But, let's be honest here. Computers improve a heck of a lot more in 10 years than cars do.
Cell phones have, but computers? Not really. Graphics get a bit better for high end computer games I guess, and if you want to run AI toys you have to have Win 10 because they didn't program them to work with 7, but PC hardware speeds haven't gone up by a factor of 5-10x in 10 years like they did from 1995 to 2005 where we went from a 120mHz to 400mHz to a 1.6gHz processor in a decade.
Newer computers are worse in my opinion because they have more recent versions of Windows. The Recent Documents menu I use 50-100 times a day is missing from my work laptop (Win 11), which causes extra friction and wasted time opening and closing folders to get to a document I had up 2 minutes ago, Onedrive bogs down my entire internet connection to the point where it interferes with wifi calling to sync a single spreadsheet, newer versions of Office are SAAS instead of purchased, etc.
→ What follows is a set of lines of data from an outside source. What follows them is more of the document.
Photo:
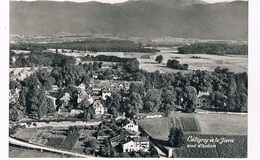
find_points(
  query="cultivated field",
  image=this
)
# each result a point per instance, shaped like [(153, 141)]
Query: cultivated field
[(235, 63), (221, 146), (192, 123), (18, 152), (158, 128), (222, 124)]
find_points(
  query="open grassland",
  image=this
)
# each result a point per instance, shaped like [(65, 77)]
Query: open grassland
[(18, 152)]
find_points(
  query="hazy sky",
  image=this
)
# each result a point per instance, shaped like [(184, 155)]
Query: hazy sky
[(117, 1)]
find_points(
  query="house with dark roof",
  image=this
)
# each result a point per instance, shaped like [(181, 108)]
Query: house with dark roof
[(136, 144), (203, 100), (99, 108)]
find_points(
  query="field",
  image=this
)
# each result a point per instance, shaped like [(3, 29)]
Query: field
[(237, 63), (158, 128), (221, 146), (219, 124), (189, 124), (26, 134), (208, 124), (18, 152), (79, 147)]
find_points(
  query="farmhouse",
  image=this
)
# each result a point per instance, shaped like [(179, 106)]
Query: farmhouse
[(53, 100), (75, 112), (99, 108), (131, 126), (105, 93), (124, 137), (136, 144), (150, 115), (203, 100), (63, 101)]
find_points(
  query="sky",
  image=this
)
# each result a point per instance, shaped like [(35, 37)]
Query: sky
[(118, 1)]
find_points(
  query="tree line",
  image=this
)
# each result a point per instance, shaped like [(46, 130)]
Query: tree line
[(214, 48), (93, 45)]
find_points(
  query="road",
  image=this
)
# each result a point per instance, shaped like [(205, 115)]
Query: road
[(64, 124), (28, 145)]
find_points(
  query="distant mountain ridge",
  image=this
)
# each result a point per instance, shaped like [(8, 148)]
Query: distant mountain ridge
[(142, 18), (180, 2)]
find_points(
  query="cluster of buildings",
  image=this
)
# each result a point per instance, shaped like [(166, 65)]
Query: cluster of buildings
[(95, 93), (130, 140)]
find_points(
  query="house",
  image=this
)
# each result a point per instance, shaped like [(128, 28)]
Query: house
[(131, 126), (66, 98), (99, 108), (75, 112), (14, 95), (150, 115), (105, 93), (125, 136), (63, 101), (54, 88), (203, 100), (82, 86), (82, 94), (136, 144), (53, 100)]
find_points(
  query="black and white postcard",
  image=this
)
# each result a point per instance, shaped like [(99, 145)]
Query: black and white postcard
[(128, 79)]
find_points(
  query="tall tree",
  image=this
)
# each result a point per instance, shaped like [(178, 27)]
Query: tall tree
[(152, 100), (159, 58), (176, 137), (136, 101)]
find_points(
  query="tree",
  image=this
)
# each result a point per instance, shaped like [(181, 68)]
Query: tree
[(131, 65), (159, 59), (152, 100), (100, 64), (176, 137), (136, 101), (95, 66), (37, 102), (137, 88), (168, 99), (114, 103)]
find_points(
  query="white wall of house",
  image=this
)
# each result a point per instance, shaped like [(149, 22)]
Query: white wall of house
[(129, 146), (131, 127)]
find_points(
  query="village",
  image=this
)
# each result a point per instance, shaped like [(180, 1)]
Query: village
[(99, 105)]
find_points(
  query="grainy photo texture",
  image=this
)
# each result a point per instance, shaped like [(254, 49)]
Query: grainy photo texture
[(128, 79)]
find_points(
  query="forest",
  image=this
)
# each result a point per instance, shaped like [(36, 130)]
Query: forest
[(93, 45), (158, 92), (214, 48)]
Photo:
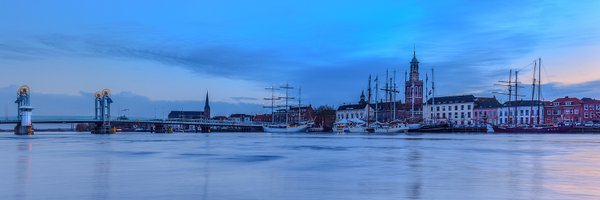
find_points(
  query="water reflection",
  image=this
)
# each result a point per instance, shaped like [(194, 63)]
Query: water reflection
[(101, 177), (298, 166), (413, 161), (23, 171)]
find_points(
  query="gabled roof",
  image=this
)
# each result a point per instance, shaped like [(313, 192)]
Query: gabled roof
[(352, 107), (452, 99), (486, 102), (523, 103), (186, 114)]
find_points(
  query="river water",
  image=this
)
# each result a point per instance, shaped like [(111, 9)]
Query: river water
[(298, 166)]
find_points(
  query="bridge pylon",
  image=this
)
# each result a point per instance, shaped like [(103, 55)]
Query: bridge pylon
[(24, 126), (102, 110)]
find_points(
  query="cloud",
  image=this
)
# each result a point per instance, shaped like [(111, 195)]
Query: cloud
[(330, 55), (139, 106)]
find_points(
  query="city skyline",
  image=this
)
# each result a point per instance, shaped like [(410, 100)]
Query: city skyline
[(169, 55)]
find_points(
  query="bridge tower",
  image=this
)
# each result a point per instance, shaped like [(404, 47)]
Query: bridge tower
[(24, 126), (102, 111)]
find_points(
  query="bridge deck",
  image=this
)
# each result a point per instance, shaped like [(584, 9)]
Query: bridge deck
[(76, 120)]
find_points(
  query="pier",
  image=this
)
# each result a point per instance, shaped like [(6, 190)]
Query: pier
[(102, 123)]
Win 7 to Win 10/11 is a downgrade, not an upgrade, in terms of day to day quality of life.
Other than gaming, everything I do for my job and entertainment (e-mail, spreadsheets, D&D, videos on Youtube, etc.) could be done on a Windows 98 or Windows XP computer from 2004 or thereabouts, assuming the browser could handle the greatly increased file sizes caused by some of the plugins and formatting tools that somehow manage to bloat 32kb worth of text into multiple MB for the sake of looking slightly prettier.
I promise I'm not 80... only 41!
There is still improvement going on at the GPU/AI/server level, and with phones (although 2017 to 2024 phones really all seem about the same but with more memory), but on the desktop level I'm not seeing it.
But also, I'm not the target market for it... just like I'm not the target market for 5.24. Companies prefer people who are always buying the newest and greatest and biggest and shiniest, because those are the ones they actually make money from.